According to him, public outcry and the introduction of a new and gruesome method of assassination in Nigeria overtook his grief
Babangida recalled that Giwa was having his breakfast with Newswatch’s London Bureau Chief, Kayode Soyinka, when the parcel bomb exploded, fatally wounding him.
He said the killing came less than a year after he overthrew General Muhammadu Buhari and just weeks after the OIC controversy, which led to the retirement of his deputy, Commodore Ebitu Ukiwe.
“I saw Giwa’s wicked and cruel murder as part of a series of booby traps and acts of destabilisation being hatched against the administration. Undoubtedly, our choice of the path of rigorous reform had earned us unintended adversaries,” he wrote.
He said those who masterminded the attack knew of his relationship with Giwa and targeted the journalist to hurt him emotionally.
“Secondly, Giwa was a very popular and colourful journalist, a person of great public interest for anyone wanting to inflict a mischievous political blow on the young military administration.
“Giwa was loved by his audience and the rest of the public. Targeting him would shock the public and paint the administration in a feeble light,” he added.

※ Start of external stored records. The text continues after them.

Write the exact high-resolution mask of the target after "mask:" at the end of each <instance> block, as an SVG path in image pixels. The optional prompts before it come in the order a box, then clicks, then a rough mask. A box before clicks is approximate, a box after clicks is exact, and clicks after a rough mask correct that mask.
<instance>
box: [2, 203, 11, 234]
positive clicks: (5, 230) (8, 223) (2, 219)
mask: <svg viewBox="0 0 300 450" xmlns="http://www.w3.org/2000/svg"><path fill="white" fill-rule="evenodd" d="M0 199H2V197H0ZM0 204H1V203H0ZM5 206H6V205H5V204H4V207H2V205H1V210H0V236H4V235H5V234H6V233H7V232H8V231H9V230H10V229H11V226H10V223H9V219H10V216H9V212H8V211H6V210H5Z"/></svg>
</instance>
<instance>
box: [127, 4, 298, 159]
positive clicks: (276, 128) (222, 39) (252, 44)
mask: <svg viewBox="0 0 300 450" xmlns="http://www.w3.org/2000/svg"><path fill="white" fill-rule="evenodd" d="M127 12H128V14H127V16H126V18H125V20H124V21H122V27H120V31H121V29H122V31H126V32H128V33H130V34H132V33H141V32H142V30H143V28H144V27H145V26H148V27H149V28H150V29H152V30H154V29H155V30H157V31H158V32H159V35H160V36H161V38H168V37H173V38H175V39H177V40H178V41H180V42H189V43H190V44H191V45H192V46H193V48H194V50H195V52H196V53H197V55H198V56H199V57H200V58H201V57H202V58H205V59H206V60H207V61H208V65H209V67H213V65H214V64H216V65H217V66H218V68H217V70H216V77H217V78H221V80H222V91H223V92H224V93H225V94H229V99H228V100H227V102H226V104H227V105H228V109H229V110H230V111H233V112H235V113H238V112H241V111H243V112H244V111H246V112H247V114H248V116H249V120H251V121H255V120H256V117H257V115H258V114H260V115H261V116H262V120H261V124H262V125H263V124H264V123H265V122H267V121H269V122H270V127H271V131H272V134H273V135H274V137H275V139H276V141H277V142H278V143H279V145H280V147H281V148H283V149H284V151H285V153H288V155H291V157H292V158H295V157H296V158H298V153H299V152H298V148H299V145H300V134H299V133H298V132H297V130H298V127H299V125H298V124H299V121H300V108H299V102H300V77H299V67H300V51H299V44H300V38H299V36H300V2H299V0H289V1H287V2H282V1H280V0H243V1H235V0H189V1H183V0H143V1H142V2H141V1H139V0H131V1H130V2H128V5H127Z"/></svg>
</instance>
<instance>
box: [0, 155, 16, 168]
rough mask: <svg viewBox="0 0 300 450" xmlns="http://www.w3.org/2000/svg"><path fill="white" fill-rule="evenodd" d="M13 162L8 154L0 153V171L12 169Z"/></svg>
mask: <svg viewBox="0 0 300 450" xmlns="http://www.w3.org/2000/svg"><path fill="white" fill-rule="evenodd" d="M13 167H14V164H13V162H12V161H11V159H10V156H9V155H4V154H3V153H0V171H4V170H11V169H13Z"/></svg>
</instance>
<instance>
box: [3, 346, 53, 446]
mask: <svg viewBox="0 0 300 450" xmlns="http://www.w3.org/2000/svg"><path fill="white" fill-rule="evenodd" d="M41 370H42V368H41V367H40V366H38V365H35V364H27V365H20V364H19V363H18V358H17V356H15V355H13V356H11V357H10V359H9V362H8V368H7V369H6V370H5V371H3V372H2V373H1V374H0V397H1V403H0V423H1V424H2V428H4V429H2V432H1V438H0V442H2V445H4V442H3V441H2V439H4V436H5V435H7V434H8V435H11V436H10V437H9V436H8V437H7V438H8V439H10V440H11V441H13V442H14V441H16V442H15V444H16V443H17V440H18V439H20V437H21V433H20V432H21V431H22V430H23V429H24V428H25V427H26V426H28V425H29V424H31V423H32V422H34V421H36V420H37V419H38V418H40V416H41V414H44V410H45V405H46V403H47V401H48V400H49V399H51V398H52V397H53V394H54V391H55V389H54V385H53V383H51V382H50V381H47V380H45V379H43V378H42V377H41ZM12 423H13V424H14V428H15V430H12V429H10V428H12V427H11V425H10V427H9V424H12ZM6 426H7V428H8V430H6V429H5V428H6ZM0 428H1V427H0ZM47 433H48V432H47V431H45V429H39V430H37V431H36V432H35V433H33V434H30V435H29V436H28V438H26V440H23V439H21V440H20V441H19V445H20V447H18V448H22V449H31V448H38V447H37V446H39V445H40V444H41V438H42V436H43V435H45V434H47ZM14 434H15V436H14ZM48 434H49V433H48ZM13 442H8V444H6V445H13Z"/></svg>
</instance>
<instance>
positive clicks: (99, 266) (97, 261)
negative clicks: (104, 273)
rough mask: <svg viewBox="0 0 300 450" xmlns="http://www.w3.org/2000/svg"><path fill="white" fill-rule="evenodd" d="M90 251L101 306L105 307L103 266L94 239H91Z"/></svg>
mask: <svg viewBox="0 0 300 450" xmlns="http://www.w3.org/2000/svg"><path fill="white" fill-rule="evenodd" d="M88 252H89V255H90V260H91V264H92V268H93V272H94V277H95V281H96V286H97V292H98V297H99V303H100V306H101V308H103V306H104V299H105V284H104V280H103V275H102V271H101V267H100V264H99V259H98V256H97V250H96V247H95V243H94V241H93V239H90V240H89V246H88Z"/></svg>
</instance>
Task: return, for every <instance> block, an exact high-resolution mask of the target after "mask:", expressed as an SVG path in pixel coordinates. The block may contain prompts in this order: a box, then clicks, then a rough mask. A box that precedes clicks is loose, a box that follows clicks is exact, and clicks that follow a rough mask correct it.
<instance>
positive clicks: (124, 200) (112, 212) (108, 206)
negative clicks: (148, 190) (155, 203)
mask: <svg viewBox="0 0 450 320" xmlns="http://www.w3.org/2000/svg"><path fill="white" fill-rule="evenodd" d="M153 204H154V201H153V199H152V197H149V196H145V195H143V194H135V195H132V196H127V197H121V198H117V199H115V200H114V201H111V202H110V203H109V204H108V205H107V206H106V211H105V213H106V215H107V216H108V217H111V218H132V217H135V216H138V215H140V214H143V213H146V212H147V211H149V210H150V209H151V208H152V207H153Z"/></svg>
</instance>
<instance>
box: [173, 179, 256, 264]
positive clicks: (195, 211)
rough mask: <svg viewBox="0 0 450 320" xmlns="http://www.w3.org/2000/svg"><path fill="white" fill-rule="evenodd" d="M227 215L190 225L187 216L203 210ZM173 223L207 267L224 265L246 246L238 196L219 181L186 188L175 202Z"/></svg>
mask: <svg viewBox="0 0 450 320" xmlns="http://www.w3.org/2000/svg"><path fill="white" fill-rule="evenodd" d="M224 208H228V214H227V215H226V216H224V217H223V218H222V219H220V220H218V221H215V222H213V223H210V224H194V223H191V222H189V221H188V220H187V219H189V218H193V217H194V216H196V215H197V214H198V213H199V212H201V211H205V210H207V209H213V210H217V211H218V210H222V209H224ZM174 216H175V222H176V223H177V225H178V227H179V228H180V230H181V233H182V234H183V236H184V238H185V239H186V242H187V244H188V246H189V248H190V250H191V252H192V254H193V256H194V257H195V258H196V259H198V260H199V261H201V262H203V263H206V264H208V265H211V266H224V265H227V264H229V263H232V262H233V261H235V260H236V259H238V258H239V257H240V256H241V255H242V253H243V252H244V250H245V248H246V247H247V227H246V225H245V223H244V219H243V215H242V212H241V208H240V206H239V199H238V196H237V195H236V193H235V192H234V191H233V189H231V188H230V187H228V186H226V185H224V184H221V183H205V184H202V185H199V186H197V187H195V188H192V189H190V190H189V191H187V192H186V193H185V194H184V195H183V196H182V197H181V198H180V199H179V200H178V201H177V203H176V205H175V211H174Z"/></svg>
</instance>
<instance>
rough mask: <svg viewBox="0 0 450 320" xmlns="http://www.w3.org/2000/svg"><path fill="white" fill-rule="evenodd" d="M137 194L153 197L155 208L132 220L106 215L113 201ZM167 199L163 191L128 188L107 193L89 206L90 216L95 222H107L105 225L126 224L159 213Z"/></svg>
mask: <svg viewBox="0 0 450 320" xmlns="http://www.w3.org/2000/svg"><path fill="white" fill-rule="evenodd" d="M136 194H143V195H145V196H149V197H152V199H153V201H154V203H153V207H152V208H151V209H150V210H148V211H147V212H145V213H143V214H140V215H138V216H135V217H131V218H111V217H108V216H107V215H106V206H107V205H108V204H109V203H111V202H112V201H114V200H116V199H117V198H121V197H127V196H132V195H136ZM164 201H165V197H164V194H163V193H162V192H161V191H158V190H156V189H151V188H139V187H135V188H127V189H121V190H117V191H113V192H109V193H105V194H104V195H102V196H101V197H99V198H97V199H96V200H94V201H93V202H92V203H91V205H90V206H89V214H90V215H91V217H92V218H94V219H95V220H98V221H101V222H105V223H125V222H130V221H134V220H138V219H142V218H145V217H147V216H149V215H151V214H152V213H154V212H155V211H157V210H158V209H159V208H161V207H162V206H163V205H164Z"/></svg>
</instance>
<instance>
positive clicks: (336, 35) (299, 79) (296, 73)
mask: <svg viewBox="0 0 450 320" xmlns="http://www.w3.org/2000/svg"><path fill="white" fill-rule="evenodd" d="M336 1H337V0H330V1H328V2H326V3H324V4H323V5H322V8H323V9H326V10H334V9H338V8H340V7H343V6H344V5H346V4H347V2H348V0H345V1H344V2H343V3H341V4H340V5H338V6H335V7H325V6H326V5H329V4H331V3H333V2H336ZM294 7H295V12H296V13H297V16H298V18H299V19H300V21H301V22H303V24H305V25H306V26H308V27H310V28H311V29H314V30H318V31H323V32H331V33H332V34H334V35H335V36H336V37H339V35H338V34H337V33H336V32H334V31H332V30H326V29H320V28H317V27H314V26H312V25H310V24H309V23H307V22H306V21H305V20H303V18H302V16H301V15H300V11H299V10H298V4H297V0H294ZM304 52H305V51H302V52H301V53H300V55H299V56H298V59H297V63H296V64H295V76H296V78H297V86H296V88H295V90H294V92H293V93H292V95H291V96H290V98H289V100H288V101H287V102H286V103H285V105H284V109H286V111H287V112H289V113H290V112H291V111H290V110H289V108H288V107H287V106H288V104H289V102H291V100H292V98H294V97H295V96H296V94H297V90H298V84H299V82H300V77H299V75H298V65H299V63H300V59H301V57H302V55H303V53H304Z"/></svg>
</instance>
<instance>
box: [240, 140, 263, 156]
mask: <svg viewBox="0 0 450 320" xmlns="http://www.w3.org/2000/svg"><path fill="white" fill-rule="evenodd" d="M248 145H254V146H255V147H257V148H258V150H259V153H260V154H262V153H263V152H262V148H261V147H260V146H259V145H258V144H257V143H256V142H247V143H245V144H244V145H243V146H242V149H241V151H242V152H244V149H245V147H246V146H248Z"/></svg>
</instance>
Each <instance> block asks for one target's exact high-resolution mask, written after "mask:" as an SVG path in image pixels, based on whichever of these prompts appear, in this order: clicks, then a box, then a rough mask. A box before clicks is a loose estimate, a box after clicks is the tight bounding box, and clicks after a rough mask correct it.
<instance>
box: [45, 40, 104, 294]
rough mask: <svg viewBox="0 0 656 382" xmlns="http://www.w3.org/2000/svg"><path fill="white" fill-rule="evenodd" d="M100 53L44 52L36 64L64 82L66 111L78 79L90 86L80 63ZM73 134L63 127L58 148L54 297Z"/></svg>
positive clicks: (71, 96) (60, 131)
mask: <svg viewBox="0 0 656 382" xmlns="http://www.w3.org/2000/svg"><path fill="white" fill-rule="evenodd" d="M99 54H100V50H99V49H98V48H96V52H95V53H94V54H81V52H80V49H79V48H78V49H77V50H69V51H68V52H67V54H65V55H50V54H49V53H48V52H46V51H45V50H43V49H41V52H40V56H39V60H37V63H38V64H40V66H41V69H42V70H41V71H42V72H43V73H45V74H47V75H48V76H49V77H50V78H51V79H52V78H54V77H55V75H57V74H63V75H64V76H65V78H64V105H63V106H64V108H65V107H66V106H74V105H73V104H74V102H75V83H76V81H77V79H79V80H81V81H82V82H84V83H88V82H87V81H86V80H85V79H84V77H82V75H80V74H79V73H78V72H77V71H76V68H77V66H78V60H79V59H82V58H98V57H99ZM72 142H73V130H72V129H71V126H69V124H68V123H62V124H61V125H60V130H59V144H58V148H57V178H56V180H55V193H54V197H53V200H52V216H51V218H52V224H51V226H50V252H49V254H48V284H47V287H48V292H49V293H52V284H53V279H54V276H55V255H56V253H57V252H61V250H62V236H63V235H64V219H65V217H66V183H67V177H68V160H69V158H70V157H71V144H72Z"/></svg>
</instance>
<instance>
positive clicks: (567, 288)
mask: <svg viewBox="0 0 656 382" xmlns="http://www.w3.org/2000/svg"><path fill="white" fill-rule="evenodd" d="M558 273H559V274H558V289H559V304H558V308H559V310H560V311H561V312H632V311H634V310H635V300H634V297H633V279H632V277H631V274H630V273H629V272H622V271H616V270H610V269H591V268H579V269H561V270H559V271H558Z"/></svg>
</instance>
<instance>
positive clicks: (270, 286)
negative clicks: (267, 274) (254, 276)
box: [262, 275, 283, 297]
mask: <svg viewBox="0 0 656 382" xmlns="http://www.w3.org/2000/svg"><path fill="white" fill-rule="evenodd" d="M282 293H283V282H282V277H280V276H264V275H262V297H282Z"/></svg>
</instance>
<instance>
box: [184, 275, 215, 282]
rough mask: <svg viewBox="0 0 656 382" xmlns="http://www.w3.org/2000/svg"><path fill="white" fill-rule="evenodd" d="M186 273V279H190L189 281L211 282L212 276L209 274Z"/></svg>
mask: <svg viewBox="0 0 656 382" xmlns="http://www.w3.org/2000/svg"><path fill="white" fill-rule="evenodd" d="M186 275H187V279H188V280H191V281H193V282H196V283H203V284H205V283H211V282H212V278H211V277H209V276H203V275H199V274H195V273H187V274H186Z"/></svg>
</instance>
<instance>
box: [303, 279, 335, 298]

Babangida washed off his hand and absolved his government of murdering Giwa, describing such claims as “cheap and foolish.”
“The insinuation that the parcel may have come from the headquarters of the administration was cheap and foolish. Why would an officially planned high-level assassination carry an apparent forwarding address of the killer? Why would a government-planned and executed crime point directly at the suspect?
“All this did not make sense to me,” he wrote, adding that he viewed the accusations as part of the challenges of leading a military regime.
He said he depended on the police and intelligence services to investigate the murder, directing the Inspector-General of Police to assign a top investigative team to the case with daily reports.
Babangida accused the media and certain political figures for distorting the investigation, adding that the Newswatch management’s legal approach, led by their lawyer, Chief Gani Fawehinmi, turned the case into a media spectacle rather than a thorough criminal investigation.
“The involvement of high-profile lawyer Gani Fawehinmi and the populist slant given to the case by the media poisoned the investigation with political overtones,” he wrote.
Babangida suggested that by focusing solely on his administration as the prime suspect, the investigation failed to explore other possible leads.
“The legal drama and political grandstanding combined to muddle the work of the police and intelligence investigators towards getting a factual report on this cruel and criminal act.
“What the campaigners failed to realise was that even under a military regime, crimes will be committed by persons and agencies that may not be directly related to either the military establishment or the government.
“The best way to cover up for heinous crimes would be to craft them in a manner that includes the government among the suspects so that what should ordinarily be a criminal investigation is drowned by political actions and populist sentiments,” he added.
He criticised the adversarial stance of the Nigerian media, claiming it had a history of positioning itself against the government, making unbiased investigations difficult.
“It was an attitude of ‘we versus the government’ that has remained today. It is a situation in which the government is adjudged guilty even before the evidence in a case is adduced,” he wrote.
Babangida noted that even when President Olusegun Obasanjo reopened the case through the Oputa Panel on Human Rights, no new evidence emerged.
“The Giwa, like all mysterious murders, has remained unsolved after so many years. I keep hoping the truth will be uncovered in our lifetime or after us,” he wrote.